ESPORTE

Presidente da Liga Jaraguaense de Futebol expõe situação dos clubes

A pedido do vereador Jair Pedri (PSD), o presidente da Liga Jaraguaense de Futebol (LJaF), Marcio de Marco, usou a Tribuna Popular da Câmara Municipal de Jaraguá do Sul, nesta terça-feira (27), para dar um panorama da situação dos clubes de futebol do município e suas respectivas sociedades que, segundo ele, passam por dificuldades.

O presidente afirmou que está buscando soluções não só para as entidades jaraguaenses, mas também para as outras cidades da região (Massaranduba, Schroeder, Corupá e Guaramirim), já que a LJaF representa todas elas, e diz que vai visitar todos os legislativos e lideranças políticas locais para buscar soluções para a situação dessas entidades.

Marcio frisou que os clubes e as sociedades são bem cuidados pelas comunidades, porém as estruturas estão envelhecendo e faltam braços para recuperá-las.

“As sociedades ainda são de madeira como foram construídas pelos nossos avós. Têm alambrados que não dão mais”, relata.
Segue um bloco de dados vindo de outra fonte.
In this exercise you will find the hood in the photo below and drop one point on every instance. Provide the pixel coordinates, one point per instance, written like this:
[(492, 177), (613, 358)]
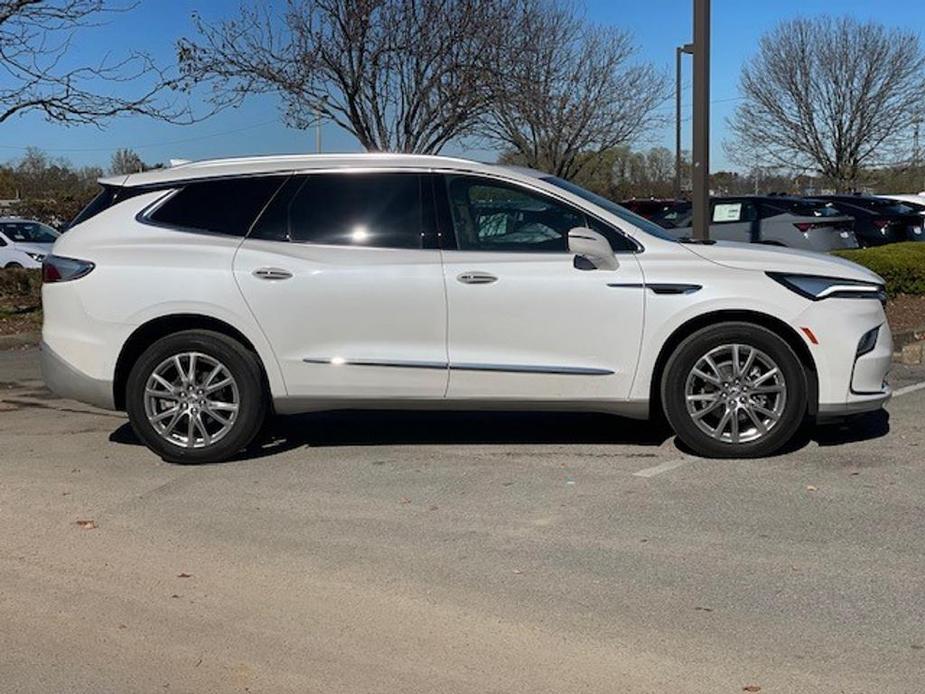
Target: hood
[(751, 256), (43, 248)]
Segundo de Marco, o problema não é apenas financeiro, mas sim social. Ele explica que as gerações que mantinham e se dedicavam às entidades estão diminuindo e é preciso estimular os seus sucessores para que elas não acabem morrendo.

“Uma geração está acabando e as novas gerações não querem saber de problemas. Temos que reeducar os jovens para encabeçar isso aí. Temos que fazer com que o jovem, lá na sociedade dele, a partir do momento que ele vê que está chegando recurso, ele pense ‘eu não estou pegando uma bomba, eu estou pegando um projeto’. Temos que nos unir”, alerta.

Márcio ainda ressalta que não só os clubes de futebol e sociedades estão enfrentando o mesmo problema, mas também as igrejas, as associações de bairros e as associações de pais e professores das escolas, por exemplo.

O vereador Jair Pedri fez coro ao presidente e ressaltou que os clubes não são a representação apenas do futebol das comunidades, mas também da cultura e das tradições locais.

Ele lembra as documentações e alvarás dessas agremiações muitas vezes estão vencidas e atrasadas por falta de recursos. Segundo ele, as lideranças que sobraram estão pagando para trabalhar a frente das sociedades.

“Se não forem eles, vamos perder as nossas tradições”, avisa.

Para o parlamentar, esse é um problema que deve ser resolvido em conjunto, Poder Público e sociedades, e por isso deve ser apresentado aos vereadores e lideranças políticas da região a fim de abrir o diálogo sobre o assunto.